Adams County sheriff's Sgt. Casey Overton took on his new post in 2015. He started looking for a leader on his shift.

"Gumm was one of those leaders," Overton said. "Gumm was an approachable man who cared about those around him. He taught new deputies. He taught those around him and he taught his sergeant. He worked well with everyone."

Gumm's father, Jim, read a letter from gumm's widow, Natasha.

"So much time of our waking moments was spent smiling," her letter read. "He protected me during some of my darkest hours. I know he'd rather make us laugh. But I know he'd be honored by seeing so many people coming together.

Jim Gumm, a firefighter, said Heath Gumm enjoyed Power Rangers, Ghostbusters and "all things Star Wars" as a child. At 15, Heath Gumm ordered a surfboard online, even though he'd never surfed.

Adams County deputy Cole Cochrum said he and Cochrum were chasing a suspect. During the case, Gumm dropped out of sight. Cochran found a flashlight nearby and heard Gumm's voice in the distance.

"I thought he'd laid down bread crumbs during the search," Cochrum said. "We found the bad guy where Heath thought he would be. Later, we were talking war stories. He'd tripped and fallen, and his duty belt exploded."

Cochrum is a K-9 officer with the sheriff's department. Gumm didn't know much about that branch of law enforcement. One of his questions was how to get Cochrum's dog to bark. Cochrum obliged.

"Heath walked around to the window of my car and gave the command," Cochrum said. "My dog is a fireball with the highest-pitch bark you'll ever hear. He started muzzle-punching the window. Heath said, 'Wow. That works.'

"On a nightly basis, we'd meet up in a park to catch up on our paperwork," Cochrum continued. "Heath never failed to get Lexus' attention and get him to bark. Then he rolled up his windows and drove off so he didn't have to hear the barking.

"This was Heath. He was happy, joyful, a fun partner to work with," Cochrum concluded. "He made me strive to be a better deputy and a better man."

"Heath reached out to those to make sure they got what they needed," McIntosh said. "It's not easy breaking into law enforcement, especially if you're the new guy or gal. I had a deputy who hadn't been on the street very long talk about Heath and how he was the go-to guy and that the information he got was going to help him get through the shift."

The sheriff added that some of those aspects are available in teaching moments.

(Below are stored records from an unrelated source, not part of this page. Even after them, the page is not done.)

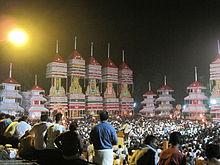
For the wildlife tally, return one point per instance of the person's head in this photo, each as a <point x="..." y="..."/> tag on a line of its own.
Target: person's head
<point x="175" y="138"/>
<point x="7" y="116"/>
<point x="212" y="151"/>
<point x="103" y="115"/>
<point x="58" y="117"/>
<point x="23" y="118"/>
<point x="73" y="126"/>
<point x="2" y="116"/>
<point x="12" y="118"/>
<point x="44" y="117"/>
<point x="151" y="141"/>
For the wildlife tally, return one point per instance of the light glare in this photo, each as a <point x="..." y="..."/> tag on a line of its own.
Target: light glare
<point x="18" y="37"/>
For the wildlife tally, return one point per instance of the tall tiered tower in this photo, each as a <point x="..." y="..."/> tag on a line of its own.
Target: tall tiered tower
<point x="9" y="96"/>
<point x="148" y="103"/>
<point x="36" y="101"/>
<point x="56" y="71"/>
<point x="76" y="97"/>
<point x="125" y="89"/>
<point x="94" y="102"/>
<point x="110" y="79"/>
<point x="215" y="86"/>
<point x="195" y="102"/>
<point x="164" y="100"/>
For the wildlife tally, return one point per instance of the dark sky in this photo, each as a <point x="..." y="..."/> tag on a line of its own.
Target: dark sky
<point x="159" y="37"/>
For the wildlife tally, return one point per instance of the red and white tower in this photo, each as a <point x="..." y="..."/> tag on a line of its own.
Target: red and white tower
<point x="125" y="88"/>
<point x="94" y="102"/>
<point x="36" y="101"/>
<point x="57" y="71"/>
<point x="10" y="97"/>
<point x="110" y="80"/>
<point x="148" y="103"/>
<point x="215" y="86"/>
<point x="164" y="100"/>
<point x="195" y="102"/>
<point x="76" y="72"/>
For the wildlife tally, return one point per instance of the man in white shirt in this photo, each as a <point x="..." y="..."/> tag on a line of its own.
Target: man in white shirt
<point x="53" y="131"/>
<point x="22" y="127"/>
<point x="38" y="132"/>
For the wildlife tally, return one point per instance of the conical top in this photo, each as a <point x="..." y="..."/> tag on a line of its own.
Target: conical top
<point x="149" y="86"/>
<point x="75" y="39"/>
<point x="123" y="56"/>
<point x="35" y="80"/>
<point x="10" y="70"/>
<point x="165" y="80"/>
<point x="57" y="47"/>
<point x="108" y="50"/>
<point x="91" y="49"/>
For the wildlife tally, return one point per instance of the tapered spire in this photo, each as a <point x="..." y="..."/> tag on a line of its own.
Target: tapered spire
<point x="218" y="47"/>
<point x="75" y="39"/>
<point x="57" y="47"/>
<point x="10" y="70"/>
<point x="108" y="50"/>
<point x="196" y="75"/>
<point x="91" y="49"/>
<point x="165" y="80"/>
<point x="123" y="56"/>
<point x="149" y="86"/>
<point x="35" y="80"/>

"To watch his family over the course of the last week, the strength of his father. He talked about integrity and courage and how Heath became the teacher," McIntosh said. "All of that is from his upbringing. That's how he became the man he is."

McIntosh read a letter from a woman whose drunk son spent a night in the Adams County Jail. The woman, who has two other sons, recently lost her husband before she got a call at 2:00 on a snowy, icy morning.

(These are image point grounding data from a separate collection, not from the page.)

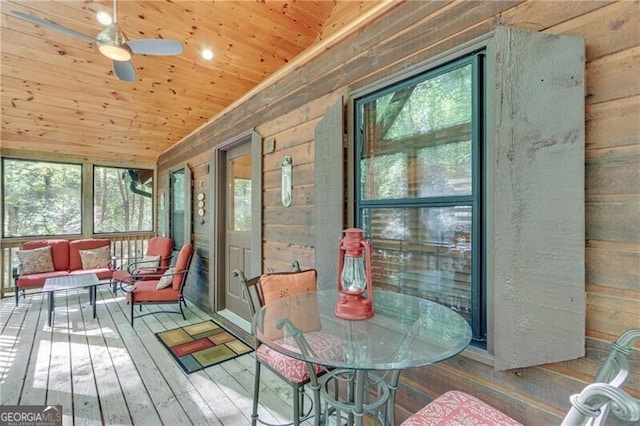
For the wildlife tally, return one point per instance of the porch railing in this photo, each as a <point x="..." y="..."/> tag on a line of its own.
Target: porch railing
<point x="123" y="247"/>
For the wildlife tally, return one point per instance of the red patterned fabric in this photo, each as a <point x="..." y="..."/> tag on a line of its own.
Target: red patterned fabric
<point x="455" y="408"/>
<point x="293" y="369"/>
<point x="75" y="262"/>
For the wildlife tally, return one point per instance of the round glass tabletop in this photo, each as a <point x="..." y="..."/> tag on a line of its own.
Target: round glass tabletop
<point x="405" y="331"/>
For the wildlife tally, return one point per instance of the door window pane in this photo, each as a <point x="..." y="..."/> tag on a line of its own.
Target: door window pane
<point x="241" y="193"/>
<point x="178" y="195"/>
<point x="41" y="198"/>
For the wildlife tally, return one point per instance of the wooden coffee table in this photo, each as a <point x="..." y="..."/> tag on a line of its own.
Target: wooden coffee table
<point x="71" y="282"/>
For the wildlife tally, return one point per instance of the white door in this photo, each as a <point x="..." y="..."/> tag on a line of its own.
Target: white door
<point x="237" y="226"/>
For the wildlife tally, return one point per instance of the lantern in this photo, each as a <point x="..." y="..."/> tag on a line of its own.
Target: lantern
<point x="355" y="299"/>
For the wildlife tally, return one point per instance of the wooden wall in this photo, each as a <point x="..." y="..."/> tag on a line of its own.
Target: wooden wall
<point x="288" y="110"/>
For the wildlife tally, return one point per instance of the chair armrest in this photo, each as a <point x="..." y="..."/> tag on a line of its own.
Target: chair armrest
<point x="141" y="264"/>
<point x="138" y="276"/>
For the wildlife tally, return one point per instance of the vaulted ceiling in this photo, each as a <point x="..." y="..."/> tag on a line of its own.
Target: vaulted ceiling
<point x="60" y="95"/>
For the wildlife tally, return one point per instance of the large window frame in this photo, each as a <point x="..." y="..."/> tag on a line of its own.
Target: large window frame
<point x="534" y="227"/>
<point x="87" y="195"/>
<point x="474" y="200"/>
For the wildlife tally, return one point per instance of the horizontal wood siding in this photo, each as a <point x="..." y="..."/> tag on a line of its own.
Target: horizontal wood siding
<point x="288" y="110"/>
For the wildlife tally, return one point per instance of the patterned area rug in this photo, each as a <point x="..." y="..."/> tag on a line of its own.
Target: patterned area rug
<point x="201" y="345"/>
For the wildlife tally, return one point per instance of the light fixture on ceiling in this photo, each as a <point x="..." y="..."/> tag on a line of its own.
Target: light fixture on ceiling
<point x="112" y="43"/>
<point x="104" y="17"/>
<point x="207" y="54"/>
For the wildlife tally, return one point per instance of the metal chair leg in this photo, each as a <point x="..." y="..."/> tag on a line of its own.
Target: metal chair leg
<point x="296" y="405"/>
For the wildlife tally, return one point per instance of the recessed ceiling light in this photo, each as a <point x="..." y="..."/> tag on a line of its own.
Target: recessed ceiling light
<point x="104" y="18"/>
<point x="207" y="54"/>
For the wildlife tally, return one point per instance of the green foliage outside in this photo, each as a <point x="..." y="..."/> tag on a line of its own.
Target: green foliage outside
<point x="41" y="198"/>
<point x="45" y="199"/>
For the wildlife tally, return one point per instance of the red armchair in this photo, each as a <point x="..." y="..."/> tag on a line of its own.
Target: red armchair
<point x="166" y="288"/>
<point x="154" y="262"/>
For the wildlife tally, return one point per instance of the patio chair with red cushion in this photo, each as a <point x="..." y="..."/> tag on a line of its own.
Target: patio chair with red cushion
<point x="166" y="288"/>
<point x="154" y="262"/>
<point x="260" y="291"/>
<point x="590" y="407"/>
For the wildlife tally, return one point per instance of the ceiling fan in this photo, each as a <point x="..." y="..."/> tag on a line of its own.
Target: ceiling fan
<point x="113" y="44"/>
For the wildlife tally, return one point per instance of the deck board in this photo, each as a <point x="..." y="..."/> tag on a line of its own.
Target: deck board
<point x="103" y="371"/>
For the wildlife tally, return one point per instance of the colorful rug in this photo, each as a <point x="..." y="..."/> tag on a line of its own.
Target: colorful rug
<point x="201" y="345"/>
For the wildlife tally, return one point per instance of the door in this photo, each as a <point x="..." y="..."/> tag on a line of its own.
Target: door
<point x="237" y="226"/>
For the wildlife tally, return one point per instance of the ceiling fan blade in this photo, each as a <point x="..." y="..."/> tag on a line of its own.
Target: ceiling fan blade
<point x="124" y="70"/>
<point x="53" y="26"/>
<point x="158" y="47"/>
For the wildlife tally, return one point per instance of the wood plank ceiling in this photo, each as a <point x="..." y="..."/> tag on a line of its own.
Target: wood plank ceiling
<point x="60" y="95"/>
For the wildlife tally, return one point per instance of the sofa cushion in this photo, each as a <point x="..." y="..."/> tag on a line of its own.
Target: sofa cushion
<point x="35" y="261"/>
<point x="95" y="258"/>
<point x="37" y="280"/>
<point x="59" y="251"/>
<point x="75" y="262"/>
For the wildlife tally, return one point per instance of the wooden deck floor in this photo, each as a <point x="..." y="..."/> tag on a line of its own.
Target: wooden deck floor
<point x="103" y="371"/>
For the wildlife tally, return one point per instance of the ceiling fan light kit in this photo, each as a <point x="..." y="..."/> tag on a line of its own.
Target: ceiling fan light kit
<point x="113" y="44"/>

"(The person on the line) said, 'I have your son's backpack. He was picked up in a dangerous part of town. He said how sorry he was for being so drunk," the letter read. "I told him I was older and didn't drive as much at night. He offered to drive it all the way out here. I live in Aurora."

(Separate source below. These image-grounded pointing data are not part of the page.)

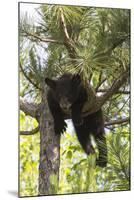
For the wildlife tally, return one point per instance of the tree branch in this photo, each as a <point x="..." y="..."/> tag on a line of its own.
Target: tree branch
<point x="29" y="108"/>
<point x="118" y="121"/>
<point x="32" y="132"/>
<point x="94" y="102"/>
<point x="68" y="42"/>
<point x="114" y="88"/>
<point x="118" y="92"/>
<point x="42" y="39"/>
<point x="27" y="77"/>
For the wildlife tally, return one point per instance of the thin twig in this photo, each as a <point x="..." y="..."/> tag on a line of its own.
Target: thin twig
<point x="32" y="132"/>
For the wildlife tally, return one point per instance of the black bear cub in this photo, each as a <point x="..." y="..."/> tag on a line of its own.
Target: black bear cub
<point x="67" y="93"/>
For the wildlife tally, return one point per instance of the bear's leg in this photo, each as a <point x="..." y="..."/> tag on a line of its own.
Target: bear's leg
<point x="76" y="114"/>
<point x="85" y="142"/>
<point x="102" y="147"/>
<point x="59" y="123"/>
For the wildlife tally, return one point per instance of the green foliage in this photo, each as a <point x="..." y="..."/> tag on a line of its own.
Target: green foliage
<point x="100" y="38"/>
<point x="29" y="158"/>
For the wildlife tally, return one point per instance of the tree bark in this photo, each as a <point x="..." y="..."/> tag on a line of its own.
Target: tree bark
<point x="49" y="152"/>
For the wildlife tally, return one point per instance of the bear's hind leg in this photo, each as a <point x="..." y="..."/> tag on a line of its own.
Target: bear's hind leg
<point x="102" y="147"/>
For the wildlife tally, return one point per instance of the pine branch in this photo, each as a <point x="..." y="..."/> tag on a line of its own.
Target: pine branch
<point x="118" y="121"/>
<point x="115" y="87"/>
<point x="29" y="108"/>
<point x="118" y="92"/>
<point x="32" y="132"/>
<point x="68" y="42"/>
<point x="42" y="39"/>
<point x="27" y="77"/>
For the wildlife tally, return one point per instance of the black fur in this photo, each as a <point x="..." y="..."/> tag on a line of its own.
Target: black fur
<point x="66" y="93"/>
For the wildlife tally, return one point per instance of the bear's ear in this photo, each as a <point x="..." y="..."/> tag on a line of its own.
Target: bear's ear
<point x="76" y="79"/>
<point x="51" y="83"/>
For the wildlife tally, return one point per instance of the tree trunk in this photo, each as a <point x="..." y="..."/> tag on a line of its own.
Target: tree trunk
<point x="49" y="152"/>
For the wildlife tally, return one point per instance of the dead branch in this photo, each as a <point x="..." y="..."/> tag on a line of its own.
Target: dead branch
<point x="32" y="132"/>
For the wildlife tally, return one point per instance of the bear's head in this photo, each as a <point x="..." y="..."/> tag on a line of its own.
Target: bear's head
<point x="65" y="89"/>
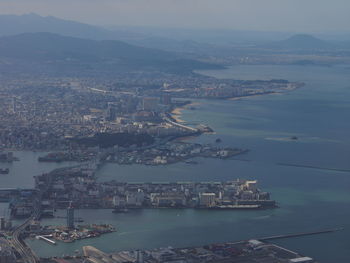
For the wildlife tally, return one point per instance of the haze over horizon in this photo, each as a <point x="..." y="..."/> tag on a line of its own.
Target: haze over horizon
<point x="268" y="15"/>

Forty-five minutes later, Deputy Gumm was on the doorstep.

"He told me my son was very cooperative and that he didn't want him out there in that condition," the letter read. "I can't tell you how touched I was and how emotional I was when I recognized the name and the picture of your deputy.

"I hope you find some peace in the number of lives he touched."

Gumm had eyes on becoming a detective. McIntosh said Gumm would be made an honorary detective.

The 90-minute funeral concluded with a 21-gun salute and the presentation of the American flag off the casket to Gumm's family.

"I don't think I've talked to anyone who didn’t have a funny story about Heath," Cochrum said. "He was always trying to plan ways to get together after our shift. He was the first guy to reach out to the new deputies to show them the ropes."

"He shared my passion for training officers," said Rachel Eid, who was a training officer at the Adams County Sheriff's Office before joining the Denver Police Department. "One of the last times I saw him was at a birthday party. He was talking about civil service and what it meant to him. He believed in what you all still do. And because he always asked me, yes, Heath. You were my favorite."